[
https://issues.apache.org/jira/browse/HBASE-6577?page=com.atlassian.jira.plugin.system.issuetabpanels:comment-tabpanel&focusedCommentId=13477379#comment-13477379
]
Lars Hofhansl commented on HBASE-6577:
--------------------------------------
This just came up on the mailing list again:
{code}
at
org.apache.hadoop.hbase.io.hfile.HFileReaderV2$EncodedScannerV2.loadBlockAndSeekToKey(HFileReaderV2.java:1027)
at
org.apache.hadoop.hbase.io.hfile.HFileReaderV2$AbstractScannerV2.seekTo(HFileReaderV2.java:461)
at
org.apache.hadoop.hbase.io.hfile.HFileReaderV2$AbstractScannerV2.reseekTo(HFileReaderV2.java:493)
at
org.apache.hadoop.hbase.regionserver.StoreFileScanner.reseekAtOrAfter(StoreFileScanner.java:242)
at
org.apache.hadoop.hbase.regionserver.StoreFileScanner.reseek(StoreFileScanner.java:167)
at
org.apache.hadoop.hbase.regionserver.NonLazyKeyValueScanner.doRealSeek(NonLazyKeyValueScanner.java:54)
at
org.apache.hadoop.hbase.regionserver.StoreScanner.reseek(StoreScanner.java:521)
- locked <0x000000059584fab8> (a
org.apache.hadoop.hbase.regionserver.StoreScanner)
at
org.apache.hadoop.hbase.regionserver.StoreScanner.next(StoreScanner.java:402)
- locked <0x000000059584fab8> (a
org.apache.hadoop.hbase.regionserver.StoreScanner)
at
org.apache.hadoop.hbase.regionserver.HRegion$RegionScannerImpl.nextRow(HRegion.java:3507)
at
...
{code}
zahoor mentioned there that his KVs have very many version 1500+.
Presumably each new column (likely) starts on a new (HBase) block, because of
the many versions, which is why we see a lot of seeking.

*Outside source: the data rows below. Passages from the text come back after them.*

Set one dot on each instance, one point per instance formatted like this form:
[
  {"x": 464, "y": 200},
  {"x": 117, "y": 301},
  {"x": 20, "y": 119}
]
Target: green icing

I wonder whether a solution like the following would work:
In HRegionScannerImpl.nextRow(...) we try the current "naive" iteration for N
KVs (let's say 100). If by then we have not reached the next row, we'll issue a
direct seek.
That way if there are few version we avoid unnecessary seeks, but with many
version we can seek past a lot of KVs (and thus also avoid unnecessary seeks).
I can make a patch for that.
[~jdcryans] Would you be able the recreate the issue you saw with the initial
version of this patch in production?
> RegionScannerImpl.nextRow() should seek to next row
> ---------------------------------------------------
>
> Key: HBASE-6577
> URL: https://issues.apache.org/jira/browse/HBASE-6577
> Project: HBase
> Issue Type: Bug
> Reporter: Lars Hofhansl
> Assignee: Lars Hofhansl
> Fix For: 0.94.3, 0.96.0
>
> Attachments: 6577-0.94.txt, 6577.txt, 6577-v2.txt
>
>
> RegionScannerImpl.nextRow() is called when a filter filters the entire row.
> In that case we should seek to the next row rather then iterating over all
> versions of all columns to get there.
--
This message is automatically generated by JIRA.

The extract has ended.